Content loop (1 young blog, Mon 9am): scout merges GSC almost-ranking queries + Reddit question threads + Serper SERP difficulty, Claude drafts a full post, critic scores 7 dimensions, PASS publishes.

Scheduled via local macOS launchd.

The critic is the entire game

The system runs unattended because of one design choice: Claude judges Claude’s output against a deterministic rubric, with hard thresholds deciding ship vs. park.

Rubric for SEO rewrites (0-10 each):

keyword_preserved — does the new title still rank for the original term?
length_compliance — title ≤ 60 chars, description 130-155 chars (mechanical, not opinion)
ctr_uplift_plausibility — is the new version actually more clickable?
brand_voice — matches the property’s established tone?
factual_safety — any hallucinated claims? Any unprovable promises?

Pass requires all dimensions ≥ 7, length_compliance ≥ 9, factual_safety ≥ 8. The thresholds aren’t fungible. Length is mechanical and absolute — a 65-character title is broken, no opinion needed. Factual safety is strict because one of the properties is YMYL — health-adjacent content can’t ship hallucinated claims.

The critic is stricter than I would be manually. That’s deliberate. The system bias should be “park questionable work for human review,” not “ship anything that looks fine.” First smoke test: 1 of 3 proposals parked (33%) — critic caught a real grammar bug and unprovable claims that I’d likely have shipped manually.

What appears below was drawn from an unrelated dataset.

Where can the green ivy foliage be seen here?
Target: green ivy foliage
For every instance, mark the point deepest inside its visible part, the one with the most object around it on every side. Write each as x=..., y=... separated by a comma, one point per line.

Engineering decisions worth flagging

Local launchd over remote agents. GSC OAuth and wrangler credentials are cached locally; moving them remote meant either committing tokens or rewriting the auth flow. Local launchd uses what’s already there. Tradeoff: jobs fire only when the laptop is awake. For Mon/Thu 9am on a daily-use machine, fine.
Explicit git add paths, never git add . A monorepo full of unrelated WIP means one wrong glob sweeps unrelated work into autonomous commits. Every orchestrator stages exact files by path.
Three-level kill switch. touch .tmp/PAUSE halts one property. A bulk helper halts all jobs across the portfolio. Auto-pause triggers if needs-human/ accumulates more than 3 parked items.
Weekly digest as the only inbox-touching surface. No per-run pings, no per-park alerts. One Sunday email per property. If I never open the project repo, I still know what happened.
Copy-paste over premature abstraction. Four nearly-identical helpers (one per blog). No shared package. Refactor when there’s a 5th property, not before.

Results

Time freed: ~2-3h/week scattered across the calendar → ~5 min reading the Sunday email.
First live shipment: a category page deployed within 90 seconds of critic PASS — title shortened from 63 to 45 chars, description rewritten to a concrete benefit-driven phrasing.
First parked item: the critic caught a grammar agreement error plus unprovable claims that I’d have shipped manually.
Code: ~14 Python files, 8 launchd plists, 4 shell orchestrators, ~3,000 lines total.
Cost ceiling: ~$2-3/month total across 4 properties. The system trivially scales to 10× volume before hitting Resend or Claude free-tier limits.

Why this engagement matters

Two things compound here.

Infrastructure that earns its keep. The migration playbook is repeatable now — three sites in a row, each iteration codifying new edge cases. Productizable as a service offering. Validated on a property with meaningful organic traffic, not a sandbox.

A reusable agentic pattern, not a blog-specific hack. Most “AI content automation” is producer-only and ships whatever the model generates. The critic gate is what makes the system safe to leave running unattended. The same shape works for cold-email outbound, sales follow-up sequences, content moderation queues, lead enrichment QA — anywhere you have (1) a deterministic queue source, (2) a Claude producer with a clear contract, (3) a Claude critic with a rigorous rubric and hard thresholds, (4) a kill switch, (5) a weekly digest you actually read.

Skip any of those and the system either does nothing useful or quietly ships garbage. With all five, it runs while you sleep.